Page:Balzac - Œuvres complètes, éd. Houssiaux, 1874, tome 13.djvu/278

La bibliothèque libre.
Aller à la navigation Aller à la recherche
Le texte de cette page a été corrigé et est conforme au fac-similé.

Qu’il me tue, bien ; mais mentir, lui que j’avais tant grandi ! À l’échafaud ! à l’échafaud ! Ah ! je voudrais le voir guillotiner. Suis-je donc si cruelle ? Il ira mourir couvert de caresses, de baisers qui lui auront valu vingt ans de vie…

— Marie, reprit Francine avec une douceur angélique, comme tant d’autres, soyez victime de votre amant, mais ne vous faites ni sa maîtresse ni son bourreau. Gardez son image au fond de votre cœur, sans vous la rendre à vous-même cruelle. S’il n’y avait aucune joie dans un amour sans espoir, que deviendrions-nous, pauvres femmes que nous sommes ! Ce Dieu, Marie, auquel vous ne pensez jamais, nous récompensera d’avoir obéi à notre vocation sur la terre : aimer et souffrir !

— Petite chatte, répondit mademoiselle de Verneuil en caressant la main de Francine, ta voix est bien douce et bien séduisante ! La raison a bien des attraits sous ta forme ! Je voudrais bien t’obéir…

— Vous lui pardonnez, vous ne le livrerez pas !

— Tais-toi, ne me parle plus de cet homme-là. Comparé à lui, Corentin est une noble créature. Me comprends-tu ?

Elle se leva en cachant, sous une figure horriblement calme, et l’égarement qui la saisit et une soif inextinguible de vengeance. Sa démarche lente et mesurée annonçait je ne sais quoi d’irrévocable dans ses résolutions. En proie à ses pensées, décorant son injure, et trop fière pour avouer le moindre de ses tourments, elle alla au poste de la porte Saint-Léonard pour y demander la demeure du commandant. À peine était-elle sortie de sa maison que Corentin y entra.

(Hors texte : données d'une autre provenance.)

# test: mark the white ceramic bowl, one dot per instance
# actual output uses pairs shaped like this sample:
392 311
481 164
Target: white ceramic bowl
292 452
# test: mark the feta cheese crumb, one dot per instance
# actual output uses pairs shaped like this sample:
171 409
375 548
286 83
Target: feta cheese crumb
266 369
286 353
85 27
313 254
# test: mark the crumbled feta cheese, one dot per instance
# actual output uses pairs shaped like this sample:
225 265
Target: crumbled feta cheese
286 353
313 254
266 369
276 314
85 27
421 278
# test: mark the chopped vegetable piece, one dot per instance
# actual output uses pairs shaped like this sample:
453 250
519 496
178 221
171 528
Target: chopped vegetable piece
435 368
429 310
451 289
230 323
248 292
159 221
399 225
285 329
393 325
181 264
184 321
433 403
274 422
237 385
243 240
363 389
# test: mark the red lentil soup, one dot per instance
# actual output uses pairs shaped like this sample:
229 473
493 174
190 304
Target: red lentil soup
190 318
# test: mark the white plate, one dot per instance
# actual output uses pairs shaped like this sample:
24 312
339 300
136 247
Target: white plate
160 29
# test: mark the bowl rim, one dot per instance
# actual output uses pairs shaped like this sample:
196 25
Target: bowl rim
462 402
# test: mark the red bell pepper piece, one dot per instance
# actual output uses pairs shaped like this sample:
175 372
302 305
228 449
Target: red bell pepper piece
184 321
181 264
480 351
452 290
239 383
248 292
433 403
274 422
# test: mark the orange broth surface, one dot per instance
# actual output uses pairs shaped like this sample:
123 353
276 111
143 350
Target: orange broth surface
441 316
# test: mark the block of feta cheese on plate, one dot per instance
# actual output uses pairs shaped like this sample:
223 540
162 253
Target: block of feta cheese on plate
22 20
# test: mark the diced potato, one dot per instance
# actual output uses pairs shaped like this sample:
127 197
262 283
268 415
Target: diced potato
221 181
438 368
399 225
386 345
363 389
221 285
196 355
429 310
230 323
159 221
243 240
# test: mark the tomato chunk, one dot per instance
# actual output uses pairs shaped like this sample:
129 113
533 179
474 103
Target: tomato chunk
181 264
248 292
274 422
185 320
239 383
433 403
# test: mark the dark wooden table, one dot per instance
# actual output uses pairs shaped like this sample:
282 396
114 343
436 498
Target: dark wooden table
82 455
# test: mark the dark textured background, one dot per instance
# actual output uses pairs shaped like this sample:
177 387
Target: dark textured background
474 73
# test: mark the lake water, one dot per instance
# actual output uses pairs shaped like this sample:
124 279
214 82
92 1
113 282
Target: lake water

— Oh ! monsieur Corentin, s’écria Francine, si vous vous intéressez à ce jeune homme, sauvez-le, mademoiselle va le livrer. Ce misérable papier a tout détruit.

Corentin prit négligemment la lettre en demandant : — Et où est-elle allée ?

— Je ne sais.

— Je cours, dit-il, la sauver de son propre désespoir.

Il disparut en emportant la lettre, franchit la maison avec rapidité, et dit au petit gars qui jouait devant la porte : — Par où s’est dirigée la dame qui vient de sortir ?

Le fils de Galope-Chopine fit quelques pas avec Corentin pour lui montrer la rue en pente qui menait à la porte Saint-Léonard.